Reshaping 70-20-10 in the Collaborative Economy

As a learning strategist, I was recently struck by the parallels between the Collaborative Economy and a phrase we hear regularly in the L&D world called “70-20-10”, in particular the “20” piece – how we go about learning from others. 

Sounds simple right? Yet in many organisations learning from others is a critically underleveraged learning method.  

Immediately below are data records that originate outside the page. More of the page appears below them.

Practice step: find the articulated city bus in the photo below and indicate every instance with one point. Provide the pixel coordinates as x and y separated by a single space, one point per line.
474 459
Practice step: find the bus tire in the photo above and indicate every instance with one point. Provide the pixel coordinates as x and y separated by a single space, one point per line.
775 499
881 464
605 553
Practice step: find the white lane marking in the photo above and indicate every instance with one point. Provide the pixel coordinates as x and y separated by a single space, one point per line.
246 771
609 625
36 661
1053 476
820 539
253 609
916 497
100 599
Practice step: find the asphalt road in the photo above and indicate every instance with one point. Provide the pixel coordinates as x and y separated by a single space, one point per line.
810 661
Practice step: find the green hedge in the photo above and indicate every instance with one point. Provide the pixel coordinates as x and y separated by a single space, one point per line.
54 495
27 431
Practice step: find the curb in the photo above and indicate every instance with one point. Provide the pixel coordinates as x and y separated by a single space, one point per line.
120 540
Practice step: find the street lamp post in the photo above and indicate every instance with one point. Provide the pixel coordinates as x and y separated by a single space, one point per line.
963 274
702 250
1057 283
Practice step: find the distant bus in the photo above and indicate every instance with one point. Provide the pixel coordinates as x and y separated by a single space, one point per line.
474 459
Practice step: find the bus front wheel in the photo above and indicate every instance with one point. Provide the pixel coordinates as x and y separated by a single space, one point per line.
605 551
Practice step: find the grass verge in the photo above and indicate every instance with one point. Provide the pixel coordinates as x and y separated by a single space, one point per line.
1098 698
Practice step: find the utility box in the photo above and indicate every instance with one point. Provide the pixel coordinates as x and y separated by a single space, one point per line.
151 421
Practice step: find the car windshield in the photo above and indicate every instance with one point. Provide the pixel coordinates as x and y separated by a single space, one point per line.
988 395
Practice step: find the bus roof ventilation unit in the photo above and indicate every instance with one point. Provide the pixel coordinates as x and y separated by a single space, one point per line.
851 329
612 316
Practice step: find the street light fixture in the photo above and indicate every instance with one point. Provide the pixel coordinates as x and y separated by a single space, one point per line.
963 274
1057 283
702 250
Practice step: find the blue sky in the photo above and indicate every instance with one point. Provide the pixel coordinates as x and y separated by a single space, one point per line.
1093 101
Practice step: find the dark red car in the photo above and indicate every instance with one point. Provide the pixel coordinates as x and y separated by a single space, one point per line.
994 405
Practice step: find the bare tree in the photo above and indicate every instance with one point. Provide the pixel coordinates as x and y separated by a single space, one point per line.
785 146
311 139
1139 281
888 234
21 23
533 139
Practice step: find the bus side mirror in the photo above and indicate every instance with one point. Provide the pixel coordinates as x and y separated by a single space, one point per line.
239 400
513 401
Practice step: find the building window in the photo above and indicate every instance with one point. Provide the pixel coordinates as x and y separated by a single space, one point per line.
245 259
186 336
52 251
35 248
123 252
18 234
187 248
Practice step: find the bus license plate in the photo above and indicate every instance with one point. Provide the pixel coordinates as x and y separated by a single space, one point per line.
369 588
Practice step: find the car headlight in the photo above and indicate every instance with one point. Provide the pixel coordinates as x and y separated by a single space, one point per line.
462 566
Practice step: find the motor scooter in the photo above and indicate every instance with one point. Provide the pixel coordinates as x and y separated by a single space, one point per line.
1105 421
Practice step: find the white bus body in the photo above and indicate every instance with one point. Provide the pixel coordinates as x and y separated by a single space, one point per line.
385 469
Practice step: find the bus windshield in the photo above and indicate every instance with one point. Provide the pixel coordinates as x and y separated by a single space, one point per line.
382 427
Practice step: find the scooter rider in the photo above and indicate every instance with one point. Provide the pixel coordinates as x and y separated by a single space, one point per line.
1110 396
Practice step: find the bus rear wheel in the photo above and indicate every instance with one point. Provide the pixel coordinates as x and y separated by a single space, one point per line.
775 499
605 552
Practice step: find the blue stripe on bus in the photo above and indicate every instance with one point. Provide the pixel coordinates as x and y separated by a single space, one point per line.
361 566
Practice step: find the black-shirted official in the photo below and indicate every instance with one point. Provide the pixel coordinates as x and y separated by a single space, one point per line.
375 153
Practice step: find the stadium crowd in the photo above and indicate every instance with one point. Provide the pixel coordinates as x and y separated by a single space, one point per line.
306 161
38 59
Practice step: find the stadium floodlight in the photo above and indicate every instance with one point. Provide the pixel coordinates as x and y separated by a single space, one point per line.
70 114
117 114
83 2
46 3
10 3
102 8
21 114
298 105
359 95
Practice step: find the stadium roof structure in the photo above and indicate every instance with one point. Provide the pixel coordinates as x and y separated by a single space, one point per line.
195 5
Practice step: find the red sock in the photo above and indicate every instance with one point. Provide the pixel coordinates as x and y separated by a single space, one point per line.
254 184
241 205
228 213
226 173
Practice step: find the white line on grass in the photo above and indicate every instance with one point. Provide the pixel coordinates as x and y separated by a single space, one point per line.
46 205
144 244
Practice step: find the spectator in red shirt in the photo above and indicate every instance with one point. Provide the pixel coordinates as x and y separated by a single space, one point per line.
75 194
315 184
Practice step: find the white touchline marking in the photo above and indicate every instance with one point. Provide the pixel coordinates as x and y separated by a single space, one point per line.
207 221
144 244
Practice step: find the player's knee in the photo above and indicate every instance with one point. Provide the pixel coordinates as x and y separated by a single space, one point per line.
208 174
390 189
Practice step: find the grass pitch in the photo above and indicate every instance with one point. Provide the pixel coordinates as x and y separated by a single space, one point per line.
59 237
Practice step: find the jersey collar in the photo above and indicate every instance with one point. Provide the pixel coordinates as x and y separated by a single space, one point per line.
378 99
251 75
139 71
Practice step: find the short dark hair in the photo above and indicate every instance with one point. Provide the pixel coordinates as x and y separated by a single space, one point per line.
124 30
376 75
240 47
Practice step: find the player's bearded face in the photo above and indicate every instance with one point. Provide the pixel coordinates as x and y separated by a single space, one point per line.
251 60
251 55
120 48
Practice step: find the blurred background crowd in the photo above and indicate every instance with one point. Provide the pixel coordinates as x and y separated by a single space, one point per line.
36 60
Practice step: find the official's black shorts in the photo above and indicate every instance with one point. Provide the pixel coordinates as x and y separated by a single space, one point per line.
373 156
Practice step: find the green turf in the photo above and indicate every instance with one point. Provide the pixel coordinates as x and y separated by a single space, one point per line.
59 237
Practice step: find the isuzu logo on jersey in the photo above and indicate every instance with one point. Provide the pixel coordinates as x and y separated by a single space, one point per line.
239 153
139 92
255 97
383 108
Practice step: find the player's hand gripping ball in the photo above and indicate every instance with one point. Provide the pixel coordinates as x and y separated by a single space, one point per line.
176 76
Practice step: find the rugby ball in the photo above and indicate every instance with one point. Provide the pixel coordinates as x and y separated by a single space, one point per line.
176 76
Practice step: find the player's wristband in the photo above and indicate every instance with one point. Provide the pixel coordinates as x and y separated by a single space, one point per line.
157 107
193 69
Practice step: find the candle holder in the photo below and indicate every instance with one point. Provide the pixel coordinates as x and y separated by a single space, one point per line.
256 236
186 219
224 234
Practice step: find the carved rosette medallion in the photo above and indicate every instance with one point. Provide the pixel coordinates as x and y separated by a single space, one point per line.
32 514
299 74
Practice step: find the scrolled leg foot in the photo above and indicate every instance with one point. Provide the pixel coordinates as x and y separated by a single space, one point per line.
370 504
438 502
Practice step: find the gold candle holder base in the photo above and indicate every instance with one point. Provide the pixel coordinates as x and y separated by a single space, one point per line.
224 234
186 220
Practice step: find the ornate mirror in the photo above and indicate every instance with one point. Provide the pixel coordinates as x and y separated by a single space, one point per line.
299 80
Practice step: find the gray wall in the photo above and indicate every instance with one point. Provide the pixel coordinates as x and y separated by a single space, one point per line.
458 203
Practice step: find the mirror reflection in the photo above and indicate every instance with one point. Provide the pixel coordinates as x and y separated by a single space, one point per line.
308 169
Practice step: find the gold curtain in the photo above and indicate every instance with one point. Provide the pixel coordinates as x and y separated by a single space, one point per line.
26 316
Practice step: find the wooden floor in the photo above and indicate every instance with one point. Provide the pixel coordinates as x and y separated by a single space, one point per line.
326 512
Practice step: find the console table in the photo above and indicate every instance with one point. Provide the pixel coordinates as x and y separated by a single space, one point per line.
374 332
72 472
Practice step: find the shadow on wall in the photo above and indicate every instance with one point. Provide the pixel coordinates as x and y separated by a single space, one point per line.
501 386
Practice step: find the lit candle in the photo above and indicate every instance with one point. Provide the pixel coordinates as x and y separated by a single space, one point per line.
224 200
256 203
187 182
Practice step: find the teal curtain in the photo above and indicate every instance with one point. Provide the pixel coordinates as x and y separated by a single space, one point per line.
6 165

However, if we look at the key features of the Collaborative Economy, there are many valuable insights we can apply to our models of learning.  Let’s look at each in turn:

  • Moving from passive to active role as consumers – in the collaborative economy, consumers want services on-demand.  If people want to know something, they look it up on Wikipedia, if they need to do something new, they seek a demonstration from YouTube.  Organisations should expect learning to run at the same speed of their business, and shifting the way we meet “wants” and “needs” in the workplace will enable employees to take greater ownership of their learning by “pulling” learning content that is short, targeted and easily accessible at the time of need, rather than volumes of content being “pushed” to them via structured programs.  This will require organisations to strongly align learning content to meeting their strategic direction and the return on investment can be measured not in happy sheets but in how the strategy or goal is executed.
     
  • Distributed power, trust and access – on-demand learning which is “pulled”, changes the target audience.  Rather than the selected few, who are often chosen according to role and hierarchy, access to learning in this new environment is not as constrained.  This potentially opens up development opportunities to all, and for organisations this offers much greater value of investment per participant. The “others” from whom participants share learning becomes a much broader and diverse base.
     
  • Technology enables us to unlock underutilised resources – a number of businesses around the world have emerged that tap into the power of technology to enable people to connect with each other and share all kinds of assets from spaces to skills to well, stuff.  Technology is creating a marketplace for things that have never had a marketplace before.  Taskrabbit for example, enables consumers to outsource errands and skilled tasks to trusted people in their community.  70 per cent of these “trusted people” were unemployed or underemployed before joining.  For businesses, outsourcing tasks using technology can tap into a population with different skills and knowledge, in different time zones allowing work to be done 24-7, and who can offer the variety and flexibility of working this way.  As our demographics shift, take into consideration the wealth of knowledge and experience that is leaving organisations as Baby Boomers are retiring.   Many may wish to remain somewhat connected to the workplace and technology enabled tasking can enable tapping into such rich resources.
     
  • Transform how we match peoples “haves” with peoples “wants” – the foundation of the collaborative economy is peer to peer platforms.  With the right platform and conditions to support it, the learning system will naturally flourish rather than having to be managed by HR.  Matching what skills people have with what learners want or need will help workers get things done and build their reputation capital, turning learning into an embedded social system.

My hope is that if the world of learning and development truly embraces the principles of the collaborative economy, we might stop talking about 70-20-10 and realise that that 20, actually needs to be more like 50, or that the 70 and 20 should really just be combined to be 90.  In years to come we will look back on the 70-20-10 concept, in the way that we now think about the choice we used to make between VHS or Beta tapes, or the Melways or the UBD street directory and realise that the real game was not about choosing between those alternatives but rather creating an entirely different paradigm which provides infinite, moment by moment choices, which we navigate intuitively.

And, at the end of all of this, learning from others will become inextricably interwoven into our success as individuals in our roles, and our organisations success as a business, not in just the 70, 20 or the 10, but 100% of the time.